Hotel Terminus ~ Kristien Hemmerechts

► door: A.IJ. van den Berg

In dezelfde cassette met werkjes van Büch en Keizer, was ook dit boekje van Kristien Hemmerechts verzameld. Het thema van de Boekenweek in 2003 had met dood en vergankelijkheid te maken, en Hemmerechts noemt zich in de eerste zin al ervaringsdeskundige op dit gebied.

Of is het Hemmerechts wel? Dit boekje pakte namelijk niet uit als essay, maar bleek veeleer een verhaal te zijn. Dus noemt de ik-figuur zich ervaringsdeskundige; en die ik-figuur mogen we volgens de wetten van de literatuurkritiek nooit gelijk stellen aan de auteur. Al is de verleiding in deze er wel, omdat Kristien Hemmerechts er nooit een geheim van heeft gemaakt dat ze de dood van nabij heeft meegemaakt. Liefst een heel boek gaat over het verlies van haar man Herman de Coninck, en ook over haar al jong gestorven kindjes heeft ze geschreven.

Aan Hotel Terminus valt bovenal op dat ik er nauwelijks iets van begrijp. Ook niet na twee keer lezen. Daarvoor is het veel te associatief.
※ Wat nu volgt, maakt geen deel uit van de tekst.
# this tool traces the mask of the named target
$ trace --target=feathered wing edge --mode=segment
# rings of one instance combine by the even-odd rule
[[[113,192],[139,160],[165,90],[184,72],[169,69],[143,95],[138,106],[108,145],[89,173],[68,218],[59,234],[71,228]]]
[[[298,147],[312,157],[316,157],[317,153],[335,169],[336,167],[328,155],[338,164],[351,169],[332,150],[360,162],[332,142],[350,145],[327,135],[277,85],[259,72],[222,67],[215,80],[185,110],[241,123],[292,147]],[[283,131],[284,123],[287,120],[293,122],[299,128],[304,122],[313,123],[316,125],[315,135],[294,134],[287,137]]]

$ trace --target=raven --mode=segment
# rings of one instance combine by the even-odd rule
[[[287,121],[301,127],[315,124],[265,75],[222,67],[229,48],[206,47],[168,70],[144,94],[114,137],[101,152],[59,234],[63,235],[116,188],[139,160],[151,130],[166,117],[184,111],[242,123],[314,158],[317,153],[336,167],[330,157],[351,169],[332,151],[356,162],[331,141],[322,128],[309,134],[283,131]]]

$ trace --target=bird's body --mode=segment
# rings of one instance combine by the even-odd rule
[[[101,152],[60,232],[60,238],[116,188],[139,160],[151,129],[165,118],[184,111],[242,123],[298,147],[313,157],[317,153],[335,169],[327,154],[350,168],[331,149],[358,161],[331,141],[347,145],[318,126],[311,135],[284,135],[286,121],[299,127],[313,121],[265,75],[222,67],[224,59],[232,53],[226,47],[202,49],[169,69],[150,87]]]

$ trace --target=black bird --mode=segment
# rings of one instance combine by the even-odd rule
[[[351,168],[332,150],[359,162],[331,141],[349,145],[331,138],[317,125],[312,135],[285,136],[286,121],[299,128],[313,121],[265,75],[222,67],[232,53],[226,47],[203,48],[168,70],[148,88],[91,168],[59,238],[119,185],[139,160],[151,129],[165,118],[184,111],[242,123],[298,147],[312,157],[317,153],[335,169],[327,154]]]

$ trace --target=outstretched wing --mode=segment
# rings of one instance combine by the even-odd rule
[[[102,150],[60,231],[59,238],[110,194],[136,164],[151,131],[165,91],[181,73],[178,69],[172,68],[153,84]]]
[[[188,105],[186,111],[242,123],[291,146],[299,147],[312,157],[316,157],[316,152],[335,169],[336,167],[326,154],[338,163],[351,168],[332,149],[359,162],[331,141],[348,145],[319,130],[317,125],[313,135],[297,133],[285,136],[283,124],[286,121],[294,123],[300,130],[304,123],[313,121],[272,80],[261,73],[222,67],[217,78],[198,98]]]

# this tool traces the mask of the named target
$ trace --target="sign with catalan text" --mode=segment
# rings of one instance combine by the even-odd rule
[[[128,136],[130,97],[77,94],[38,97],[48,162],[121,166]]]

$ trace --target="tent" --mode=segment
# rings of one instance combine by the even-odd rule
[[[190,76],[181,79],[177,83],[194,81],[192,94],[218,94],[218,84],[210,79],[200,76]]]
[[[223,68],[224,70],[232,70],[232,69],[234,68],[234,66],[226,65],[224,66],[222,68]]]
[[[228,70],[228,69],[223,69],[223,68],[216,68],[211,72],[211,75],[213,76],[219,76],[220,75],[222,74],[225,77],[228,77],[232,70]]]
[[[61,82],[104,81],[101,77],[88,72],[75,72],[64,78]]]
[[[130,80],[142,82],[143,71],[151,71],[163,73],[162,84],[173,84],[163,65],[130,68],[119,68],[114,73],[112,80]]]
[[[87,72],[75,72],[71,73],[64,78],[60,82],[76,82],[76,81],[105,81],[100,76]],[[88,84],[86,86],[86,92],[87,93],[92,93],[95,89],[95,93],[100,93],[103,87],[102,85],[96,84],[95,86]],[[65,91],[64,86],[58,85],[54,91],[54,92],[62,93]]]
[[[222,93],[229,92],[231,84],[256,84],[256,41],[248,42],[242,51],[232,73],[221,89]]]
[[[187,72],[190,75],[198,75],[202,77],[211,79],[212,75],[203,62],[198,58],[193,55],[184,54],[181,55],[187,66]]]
Goed, dat Hotel Terminus, die pleisterplaats bij de laatste halte, daarvan begrijp ik nog wel iets. In dit verhaal is het een plek waar mensen naar te reizen om zelfmoord te plegen. Het enige wat ik er verder van begrijp is dat de ik-figuur hardop mediteert over de mogelijkheden van schrijvers om hun personages om te brengen, of toch in leven te laten. Maar waarom die ik-figuur nu juist een plek bedacht heeft waar mensen heengaan om hun nabestaanden met vragen op te zadelen, en leed aan te doen?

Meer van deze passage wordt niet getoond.